Federal and state forest staff used the commission meeting to seek state partnership funding for a slate of recreation projects across Utah.
Dan Childs of Fish Lake National Forest described four Fish Lake projects. He framed Meeks Mesa as a new campground site adjacent to Capitol Reef National Park intended to replace user‑created dispersed camping that is causing resource damage and safety problems along Highway 24. Childs said the Forest Service’s engineer estimate is $4,500,000; he also described a Forest Service proposal figure in the presentation materials. The project is in an environmental assessment (NEPA kicked off in 2022, with cultural inventories and tribal consultation under way) and would require traffic and geotechnical studies before design and bidding; construction could occur as early as 2026 if funding is secured. Childs said the Forest Service has secured $379,000 for traffic and rockfall mitigation work and that partners (BLM and Wayne County) have committed in‑kind or planning support.
On Bowery Creek (Fish Lake Basin) Childs said the campground (57 sites) needs modernization; the Forest Service secured $6.7 million in Great American Outdoors Act (GAOA) funding in 2019 that will cover work on adjacent campgrounds but leaves a funding gap for Bowery Creek. He requested $3,100,000 to update roads, spurs and furnishings.
Childs also described smaller requests: roughly $500,000 to finish Kents Lake campground upgrades (Beaver County) and $700,000 for a dispersed‑camping management project in the Tuscher Mountains/Buck Ridge area to place boulders, stabilize campsites and realign road segments to protect sensitive meadows and reduce unauthorized OHV impacts.
Cody Clark (Dixie National Forest recreation program manager) presented projects in the Dixie forest complex, including Duck Creek (requesting $2,000,000 to complete a $3.5M project already under contract), Spruces (request $412,000) and Navajo Lake (request $1,400,000). Clark said these projects are largely shovel‑ready, with NEPA and design work complete in many cases, and noted that American Land and Leisure is the current concessionaire operating many of the Dixie campgrounds.
Renee Flanagan (Wasatch‑Cache National Forest recreation and land staff officer) presented the Pine View Recreation Complex multi‑phase plan. She described Phase 2 as design and reconstruction of the top priority sites and said the total reinvestment needed across phases 2–5 is about $54,000,000, with Phase 2 construction estimated at $22,600,000; she said $7.5 million has been secured and $1.75 million has already been spent on surveys and designs. Flanagan said five sites are shovel ready, the work would retire approximately $9,000,000 in deferred maintenance at Pine View, and the plan includes bilingual signage and a Job Corps partnership for kiosk fabrication. She framed outdoor recreation as an economic driver, saying that, using national visitor use monitoring and per‑user benefit estimates, outdoor recreation contributes nearly $1 billion in economic benefit statewide (presenter’s calculation based on 11.8 million annual users).
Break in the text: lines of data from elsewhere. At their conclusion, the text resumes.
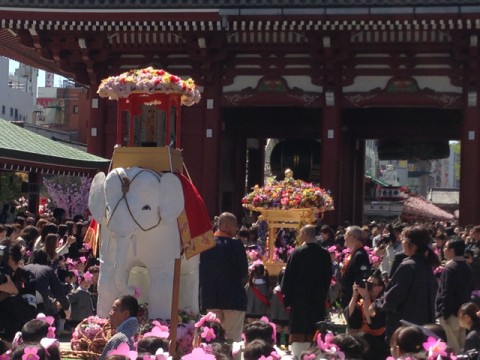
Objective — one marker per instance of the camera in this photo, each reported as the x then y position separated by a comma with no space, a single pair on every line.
362,283
468,355
3,264
324,326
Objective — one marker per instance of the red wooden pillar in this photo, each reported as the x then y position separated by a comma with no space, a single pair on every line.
96,124
34,181
330,161
359,181
212,133
469,166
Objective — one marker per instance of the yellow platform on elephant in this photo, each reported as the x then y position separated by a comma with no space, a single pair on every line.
160,159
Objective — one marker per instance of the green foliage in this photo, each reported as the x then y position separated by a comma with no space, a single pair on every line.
455,147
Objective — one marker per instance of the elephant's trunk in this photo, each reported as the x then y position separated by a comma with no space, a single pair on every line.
122,265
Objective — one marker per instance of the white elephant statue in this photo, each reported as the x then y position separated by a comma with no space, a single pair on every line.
137,210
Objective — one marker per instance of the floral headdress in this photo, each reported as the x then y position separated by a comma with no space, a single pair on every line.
149,81
50,321
6,355
160,331
329,348
288,194
123,349
30,353
209,317
198,354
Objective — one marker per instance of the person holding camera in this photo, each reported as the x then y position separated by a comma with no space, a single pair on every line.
305,287
362,319
355,266
455,288
17,292
389,248
410,294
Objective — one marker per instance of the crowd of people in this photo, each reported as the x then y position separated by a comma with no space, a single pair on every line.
404,290
45,268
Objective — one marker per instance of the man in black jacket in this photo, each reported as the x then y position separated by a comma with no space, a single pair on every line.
305,287
456,286
223,275
356,266
17,292
47,284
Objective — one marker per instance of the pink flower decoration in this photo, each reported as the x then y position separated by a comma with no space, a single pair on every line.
272,356
49,319
137,292
159,331
30,353
124,349
198,354
49,342
210,317
6,356
435,347
51,332
161,355
274,327
208,334
88,276
206,347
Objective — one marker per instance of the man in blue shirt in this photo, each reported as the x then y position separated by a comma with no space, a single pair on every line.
123,318
223,275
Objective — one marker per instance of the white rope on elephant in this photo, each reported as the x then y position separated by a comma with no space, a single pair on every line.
170,157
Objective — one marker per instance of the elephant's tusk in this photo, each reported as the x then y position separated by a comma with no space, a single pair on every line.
125,184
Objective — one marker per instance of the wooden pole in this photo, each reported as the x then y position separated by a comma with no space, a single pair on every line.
174,313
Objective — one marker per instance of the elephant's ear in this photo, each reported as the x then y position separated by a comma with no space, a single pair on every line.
96,198
171,198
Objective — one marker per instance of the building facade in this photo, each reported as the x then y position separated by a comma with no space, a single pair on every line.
17,91
335,72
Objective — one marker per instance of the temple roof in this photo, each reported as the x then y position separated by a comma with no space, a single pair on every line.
24,150
206,4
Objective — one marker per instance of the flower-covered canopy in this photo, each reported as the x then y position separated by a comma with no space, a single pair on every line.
149,81
288,194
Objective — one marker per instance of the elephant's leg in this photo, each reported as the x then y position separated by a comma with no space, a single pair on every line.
189,284
107,290
160,292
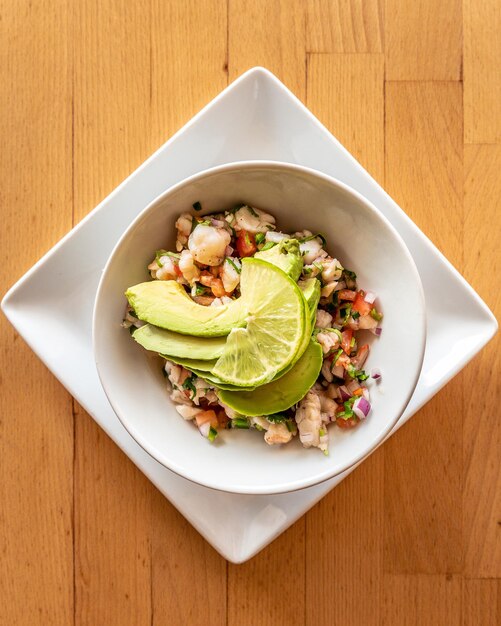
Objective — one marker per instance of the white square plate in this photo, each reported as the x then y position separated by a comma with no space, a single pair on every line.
256,117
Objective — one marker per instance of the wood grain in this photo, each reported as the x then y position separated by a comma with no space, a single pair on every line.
36,424
482,429
188,68
270,589
90,89
270,33
112,498
415,600
344,537
112,532
481,602
345,25
482,73
423,461
423,39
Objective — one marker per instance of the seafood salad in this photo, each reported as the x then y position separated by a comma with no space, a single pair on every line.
257,328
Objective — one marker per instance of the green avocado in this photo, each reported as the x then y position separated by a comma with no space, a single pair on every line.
176,345
280,394
165,303
311,291
285,255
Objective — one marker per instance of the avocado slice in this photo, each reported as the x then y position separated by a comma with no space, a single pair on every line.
285,255
176,345
311,291
280,394
165,303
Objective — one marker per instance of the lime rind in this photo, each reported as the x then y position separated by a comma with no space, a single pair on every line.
274,331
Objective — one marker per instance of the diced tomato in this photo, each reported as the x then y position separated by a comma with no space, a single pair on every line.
177,269
346,340
217,288
342,423
246,244
347,294
360,305
207,416
361,356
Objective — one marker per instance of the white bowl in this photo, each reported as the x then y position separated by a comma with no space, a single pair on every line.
357,234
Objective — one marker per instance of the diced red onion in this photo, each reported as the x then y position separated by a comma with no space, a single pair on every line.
343,393
352,386
204,429
338,371
361,408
Commissioners pressed presenters on details: Who pays operating costs; whether fees are differentiated by in‑state/out‑of‑state visitors (Forest Service: no); expected occupancy and nightly fees (presenters gave rough estimates, e.g., $15–$20 per night and ~50% seasonal occupancy for some sites); partner contributions (Wayne County equipment/materials, BLM parallel projects, concessionaire in‑kind work); and the limitations of federal funding streams for new infrastructure under current GAOA guidance (GAOA currently emphasizes deferred maintenance rather than new‑build projects).
Several presenters emphasized projects that are shovel‑ready or nearly so, and staff asked commissioners for direction about prioritization criteria (safety, economic benefit, regional equity, scalability). Commissioners asked staff to circulate presentation slides and suggested metrics ahead of the January meeting so the commission can rank requests and consider phased commitments.
Quotes from presenters in the meeting transcript included Dan Childs saying of Meeks Mesa: “This is not an existing campground. This is a need for a brand new campground,” and Renee Flanagan framing Pine View reinvestment: “Phase 2 through phase 5, we're looking at about $54,000,000 for all the sites around Pine View.”
Next steps: presenters asked the commission for guidance on prioritization and potential state partnership funding; staff will share slides and draft prioritization metrics and return to the commission in the January meeting packet for ranking and further discussion.